Citigroup shareholders dealt a harsh blow to CEO Vikram Pandit on Tuesday, rejecting his $15 million pay package at Citi's annual meeting in Dallas. The vote is non-binding — meaning that Citi's board of directors could ignore it — but it's still a rare slap in the face for the head of a major U.S. company, and the directors say they're going to take another look at pay for Pandit and four other senior executives. What brought about this unprecedented display of investor rancor? Here, a brief guide:
Why did shareholders revolt?
Citi's directors had agreed to sweeten their CEO's pay package with a $5.3 million cash bonus — a cool $2 million more than Goldman Sachs CEO Lloyd Blankfein got — even though the bank's shares lost 44 percent of their value in 2011. Shareholders refused. Many investors "feel the incentive compensation at Citigroup is ludicrous, that there's an artificially low hurdle," CLSA analyst Mike Mayo tells Bloomberg. "Are you going to give the manager of the New York Yankees an incentive bonus if he wins one-third of his games?"
How does Citi plan to respond?
Technically, it doesn't have to abide by the shareholders' vote. But outgoing Citi chairman Richard Parsons says the board will still meet with shareholders and try to address their complaints. Other companies that have faced similar votes have simply slashed CEO pay. "This is a milestone for corporate America," Mayo tells The New York Times. "When shareholders speak up about issues on which they've been complacent, it's definitely a wake-up call. The only question is what took so long?"
What did take so long?
These so-called "say on pay" votes are new, required as part of the 2010 Dodd-Frank financial overhaul.

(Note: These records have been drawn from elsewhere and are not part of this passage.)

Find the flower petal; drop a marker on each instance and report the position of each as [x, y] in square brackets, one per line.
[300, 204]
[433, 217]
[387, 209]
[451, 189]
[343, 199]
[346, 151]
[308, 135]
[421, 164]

How big a problem is this for Citi, really?
No doubt about it — this is a "stinging rebuke," say Jessica Silver-Greenberg and Nelson D. Schwartz at The New York Times, marking the first time a majority of a banking giant's shareholders have put their foot down so firmly. This "warning shot" suggests that anger over CEO pay — and not just Pandit's — "has spread from Occupy Wall Street to wealthy institutional investors like pension fund and mutual fund managers." And the "smackdown" was a surprise, says David Hall at The Wall Street Journal, given that Pandit had been reaching out to shareholders and got a vote of support last year. But with lots of boards "getting tough on linking pay and performance," Pandit's whopping "payout bucked that trend a little too hard."